Cave became a free agent after the 2010 season, and signed with the UFL's Virginia Destroyers on August 23, 2011. However, he was released before playing in any games.

Cave joined the Spokane Shock of the Arena Football League (AFL) for the 2012 season. He played in 14 games in 2012, catching three passes for 22 yards and two touchdowns while also posting three solo tackles and recovering one fumble. On November 9, 2012, he was assigned to the Shock for the 2013 season. Cave played in 15 games, all starts, in 2013, recording three receptions for 34 yards and also returned a fumble for a touchdown. He was activated from the Shock's refuse to report list on April 10, 2014.

Cave was signed by the Montreal Alouettes of the Canadian Football League (CFL) on June 12, 2014. He was released on June 21 before the start of the 2014 CFL season. On July 1, Cave was signed by the CFL's BC Lions after injuries at left tackle. Former Spokane Shock general manager Ryan Rigmaiden was the Lions’ director of U.S. scouting. Cave started two games for the Lions before being released on July 17, 2014.

Cave was activated from the Shock's other league exempt list on July 18, 2014. He agreed to terms with the Orlando Predators of the AFL on January 5, 2015. He caught two passes for 18 yards and one touchdown for Orlando in 2015 while also posting one solo tackle.
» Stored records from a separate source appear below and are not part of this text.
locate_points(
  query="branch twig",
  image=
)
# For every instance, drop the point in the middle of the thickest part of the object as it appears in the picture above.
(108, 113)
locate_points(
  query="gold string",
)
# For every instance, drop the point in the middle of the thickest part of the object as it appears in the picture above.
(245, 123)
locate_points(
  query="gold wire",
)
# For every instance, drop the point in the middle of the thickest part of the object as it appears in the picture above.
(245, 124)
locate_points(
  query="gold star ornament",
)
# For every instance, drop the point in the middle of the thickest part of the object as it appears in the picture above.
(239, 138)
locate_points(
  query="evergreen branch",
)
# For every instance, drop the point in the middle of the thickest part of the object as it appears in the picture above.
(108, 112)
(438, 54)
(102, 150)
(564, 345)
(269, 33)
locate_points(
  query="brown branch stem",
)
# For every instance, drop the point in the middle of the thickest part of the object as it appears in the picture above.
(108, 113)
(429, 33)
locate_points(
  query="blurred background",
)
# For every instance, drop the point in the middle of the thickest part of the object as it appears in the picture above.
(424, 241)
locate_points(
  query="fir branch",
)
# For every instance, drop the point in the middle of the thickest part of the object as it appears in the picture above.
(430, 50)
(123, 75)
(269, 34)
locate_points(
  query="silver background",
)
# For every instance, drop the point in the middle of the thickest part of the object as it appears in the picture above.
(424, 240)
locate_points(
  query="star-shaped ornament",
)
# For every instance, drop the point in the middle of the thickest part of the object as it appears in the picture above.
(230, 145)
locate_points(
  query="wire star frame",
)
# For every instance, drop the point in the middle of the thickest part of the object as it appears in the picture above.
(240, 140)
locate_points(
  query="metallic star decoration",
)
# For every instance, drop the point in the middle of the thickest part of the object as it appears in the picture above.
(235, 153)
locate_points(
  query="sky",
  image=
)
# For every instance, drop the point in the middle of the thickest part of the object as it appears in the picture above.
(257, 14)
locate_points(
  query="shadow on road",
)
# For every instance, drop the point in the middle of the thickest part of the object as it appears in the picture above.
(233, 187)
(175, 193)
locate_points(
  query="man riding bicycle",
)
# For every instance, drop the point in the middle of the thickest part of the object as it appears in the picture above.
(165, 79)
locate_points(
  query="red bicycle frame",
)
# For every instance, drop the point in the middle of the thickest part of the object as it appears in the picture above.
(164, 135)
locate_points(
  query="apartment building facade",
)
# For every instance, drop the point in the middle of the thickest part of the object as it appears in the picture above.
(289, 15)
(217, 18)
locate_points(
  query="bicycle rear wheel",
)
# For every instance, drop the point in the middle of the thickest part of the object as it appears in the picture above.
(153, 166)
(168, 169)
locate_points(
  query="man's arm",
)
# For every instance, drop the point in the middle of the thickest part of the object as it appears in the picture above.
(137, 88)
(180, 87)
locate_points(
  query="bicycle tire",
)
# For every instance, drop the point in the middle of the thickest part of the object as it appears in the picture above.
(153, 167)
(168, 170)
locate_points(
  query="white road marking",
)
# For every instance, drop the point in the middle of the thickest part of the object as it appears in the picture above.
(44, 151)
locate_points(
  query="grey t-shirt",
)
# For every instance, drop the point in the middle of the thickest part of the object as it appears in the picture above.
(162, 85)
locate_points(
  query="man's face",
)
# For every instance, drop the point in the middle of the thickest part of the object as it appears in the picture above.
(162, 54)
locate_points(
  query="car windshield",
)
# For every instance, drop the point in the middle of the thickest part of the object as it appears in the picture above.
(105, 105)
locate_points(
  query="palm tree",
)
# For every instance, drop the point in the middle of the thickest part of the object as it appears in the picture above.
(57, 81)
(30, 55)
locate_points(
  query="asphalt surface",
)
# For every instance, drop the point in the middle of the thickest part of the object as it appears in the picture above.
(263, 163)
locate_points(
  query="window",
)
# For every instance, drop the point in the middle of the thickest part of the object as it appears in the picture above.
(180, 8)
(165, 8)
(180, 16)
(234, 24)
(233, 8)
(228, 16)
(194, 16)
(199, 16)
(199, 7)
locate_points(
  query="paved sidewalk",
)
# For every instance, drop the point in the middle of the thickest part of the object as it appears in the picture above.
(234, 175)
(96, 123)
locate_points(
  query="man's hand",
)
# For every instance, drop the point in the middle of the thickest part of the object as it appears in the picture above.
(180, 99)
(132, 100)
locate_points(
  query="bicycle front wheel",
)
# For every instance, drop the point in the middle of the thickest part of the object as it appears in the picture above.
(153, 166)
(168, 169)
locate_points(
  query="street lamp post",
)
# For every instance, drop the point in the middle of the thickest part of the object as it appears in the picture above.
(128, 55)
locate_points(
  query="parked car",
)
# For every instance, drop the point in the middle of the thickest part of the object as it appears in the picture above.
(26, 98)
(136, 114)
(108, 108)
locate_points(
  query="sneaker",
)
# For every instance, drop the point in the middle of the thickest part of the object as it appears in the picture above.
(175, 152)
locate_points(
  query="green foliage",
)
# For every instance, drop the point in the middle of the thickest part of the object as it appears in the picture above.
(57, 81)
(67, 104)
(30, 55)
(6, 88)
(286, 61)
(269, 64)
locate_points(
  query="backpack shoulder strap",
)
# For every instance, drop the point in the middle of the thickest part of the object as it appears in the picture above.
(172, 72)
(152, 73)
Cave was assigned to the AFL's Jacksonville Sharks on April 25, 2016. He played for the Tampa Bay Storm of the AFL in 2017, and rushed 11 times for 34 yards.

Cave was assigned to the expansion Albany Empire on March 24, 2018. He was named first-team All-Arena for his performance during the 2018 season. On March 6, 2019, he was assigned to the Empire again. Cave earned AFL Offensive Lineman of the Year and first-team All-Arena honors in 2019 as Albany won ArenaBowl XXXII. The Empire offensive line only allowed two sacks throughout the entire regular season. The AFL folded after the 2019 season.

==Post-playing career==
Cave later became a board executive for the United Football Players Association.